Ab einer DWZ >1900 gilt ein Schachspieler als „herausragender Vereinsspieler“. Das ist für mich die Schwelle zum Leistungssport, an der Wertungszahlen – und zwar Elo – zweckmäßig sind. Talentierte und ehrgeizige Schachspieler werden diese Schwelle früher oder später überschreiten, die anderen bleiben irgendwo hängen. Die Spielstärke dieser Schachspieler wäre nicht kategorisiert, wenn die Deutschen Wertungszahlen abgeschafft würden.
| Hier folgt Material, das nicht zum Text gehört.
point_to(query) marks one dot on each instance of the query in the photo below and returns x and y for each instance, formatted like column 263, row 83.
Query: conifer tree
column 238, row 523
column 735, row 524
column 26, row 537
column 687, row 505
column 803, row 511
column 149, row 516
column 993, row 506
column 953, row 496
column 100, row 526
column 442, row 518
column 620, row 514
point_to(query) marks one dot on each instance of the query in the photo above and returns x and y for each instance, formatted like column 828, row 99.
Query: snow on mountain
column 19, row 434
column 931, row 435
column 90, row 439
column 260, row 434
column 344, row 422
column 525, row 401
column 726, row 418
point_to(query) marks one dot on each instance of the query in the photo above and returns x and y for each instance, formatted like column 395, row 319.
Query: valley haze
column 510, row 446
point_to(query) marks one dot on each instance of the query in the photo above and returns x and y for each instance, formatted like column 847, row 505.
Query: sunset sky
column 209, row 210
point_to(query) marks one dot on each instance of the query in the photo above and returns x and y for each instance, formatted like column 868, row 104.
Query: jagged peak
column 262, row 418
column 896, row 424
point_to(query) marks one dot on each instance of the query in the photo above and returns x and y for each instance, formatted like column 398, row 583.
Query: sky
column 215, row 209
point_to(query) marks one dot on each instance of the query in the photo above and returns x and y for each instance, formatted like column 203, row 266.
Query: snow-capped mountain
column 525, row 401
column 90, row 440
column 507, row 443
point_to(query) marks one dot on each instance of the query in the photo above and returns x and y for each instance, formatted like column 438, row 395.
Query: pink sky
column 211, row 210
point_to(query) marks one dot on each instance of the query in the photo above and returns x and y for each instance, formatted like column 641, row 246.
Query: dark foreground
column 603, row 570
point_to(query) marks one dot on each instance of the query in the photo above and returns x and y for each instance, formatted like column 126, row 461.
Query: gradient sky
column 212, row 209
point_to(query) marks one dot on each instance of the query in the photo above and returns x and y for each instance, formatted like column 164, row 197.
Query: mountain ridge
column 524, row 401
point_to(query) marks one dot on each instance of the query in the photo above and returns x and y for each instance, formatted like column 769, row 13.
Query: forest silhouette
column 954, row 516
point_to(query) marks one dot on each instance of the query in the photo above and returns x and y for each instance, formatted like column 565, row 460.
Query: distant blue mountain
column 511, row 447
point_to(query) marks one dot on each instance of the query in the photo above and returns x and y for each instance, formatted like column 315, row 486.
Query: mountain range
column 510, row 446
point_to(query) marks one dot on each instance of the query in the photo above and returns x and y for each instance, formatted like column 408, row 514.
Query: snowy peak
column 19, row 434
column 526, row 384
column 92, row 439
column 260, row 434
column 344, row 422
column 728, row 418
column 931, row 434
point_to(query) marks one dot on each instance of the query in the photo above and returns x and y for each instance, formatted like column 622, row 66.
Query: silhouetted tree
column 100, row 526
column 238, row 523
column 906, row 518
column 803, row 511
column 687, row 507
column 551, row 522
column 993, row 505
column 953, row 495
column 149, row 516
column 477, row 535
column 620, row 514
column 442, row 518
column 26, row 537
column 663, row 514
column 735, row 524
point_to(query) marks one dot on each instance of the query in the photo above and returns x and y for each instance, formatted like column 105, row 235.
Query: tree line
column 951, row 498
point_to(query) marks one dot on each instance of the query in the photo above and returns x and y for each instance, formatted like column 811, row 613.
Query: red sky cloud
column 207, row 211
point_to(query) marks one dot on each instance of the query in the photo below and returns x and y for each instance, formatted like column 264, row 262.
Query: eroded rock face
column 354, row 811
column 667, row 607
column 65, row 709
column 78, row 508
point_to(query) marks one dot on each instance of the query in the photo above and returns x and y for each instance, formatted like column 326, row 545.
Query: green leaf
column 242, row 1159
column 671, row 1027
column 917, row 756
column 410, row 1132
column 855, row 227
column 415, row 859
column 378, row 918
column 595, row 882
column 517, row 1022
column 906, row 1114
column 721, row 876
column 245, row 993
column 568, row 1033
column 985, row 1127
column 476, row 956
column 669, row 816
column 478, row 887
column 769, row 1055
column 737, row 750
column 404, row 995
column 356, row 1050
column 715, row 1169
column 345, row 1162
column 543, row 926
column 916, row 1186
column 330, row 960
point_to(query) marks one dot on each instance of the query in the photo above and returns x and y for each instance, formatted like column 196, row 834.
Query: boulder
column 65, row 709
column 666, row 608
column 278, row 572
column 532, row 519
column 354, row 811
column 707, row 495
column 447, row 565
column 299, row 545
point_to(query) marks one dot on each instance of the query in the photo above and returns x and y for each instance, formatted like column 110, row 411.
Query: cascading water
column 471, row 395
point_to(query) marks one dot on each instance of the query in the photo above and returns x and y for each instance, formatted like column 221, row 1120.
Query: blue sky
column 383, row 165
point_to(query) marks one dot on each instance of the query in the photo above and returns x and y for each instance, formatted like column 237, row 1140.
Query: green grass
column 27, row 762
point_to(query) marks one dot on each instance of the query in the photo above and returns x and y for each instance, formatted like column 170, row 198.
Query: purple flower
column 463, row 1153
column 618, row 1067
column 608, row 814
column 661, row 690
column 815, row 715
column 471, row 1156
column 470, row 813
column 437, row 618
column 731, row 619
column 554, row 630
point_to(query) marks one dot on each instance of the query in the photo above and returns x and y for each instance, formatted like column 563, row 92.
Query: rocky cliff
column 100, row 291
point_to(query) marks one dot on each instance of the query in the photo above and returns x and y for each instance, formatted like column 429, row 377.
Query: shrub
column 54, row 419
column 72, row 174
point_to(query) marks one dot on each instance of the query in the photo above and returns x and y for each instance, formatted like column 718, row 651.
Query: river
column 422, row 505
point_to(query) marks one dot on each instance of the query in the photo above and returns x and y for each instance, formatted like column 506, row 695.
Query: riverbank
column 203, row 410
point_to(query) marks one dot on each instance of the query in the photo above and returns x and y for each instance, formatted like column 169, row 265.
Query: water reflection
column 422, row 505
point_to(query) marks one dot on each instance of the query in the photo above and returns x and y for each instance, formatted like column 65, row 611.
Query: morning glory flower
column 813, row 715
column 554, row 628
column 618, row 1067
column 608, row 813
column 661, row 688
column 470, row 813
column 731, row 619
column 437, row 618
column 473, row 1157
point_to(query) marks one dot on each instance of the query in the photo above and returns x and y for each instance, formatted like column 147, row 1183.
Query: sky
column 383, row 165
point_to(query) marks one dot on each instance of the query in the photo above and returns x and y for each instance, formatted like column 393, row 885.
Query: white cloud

Sie wären damit äußerlich gleich; niemand müsste sich schämen, ängstigen oder mit erhobener Nase durchs Spiellokal laufen. Plötzlich zählten die wahren Werte, nämlich die Schachpartie als Kunstwerk und nicht als sozialer Maßstab. Der Gegner wird als Mensch gewürdigt, nicht als potentielles Hindernis auf der Ratingleiter. Partie- und Turniererfolge erscheinen in einem anderen Licht. – Wie sehr dieses Ratingdenken jedoch verhaftet ist, zeigt ein Satz, der gebetsmühlenartig im Blog der Hamelner auftaucht: „Elo(DWZ)-Zahlen spielen kein Schach.“ Wie wahr! Aber wir beten die Zahlen an.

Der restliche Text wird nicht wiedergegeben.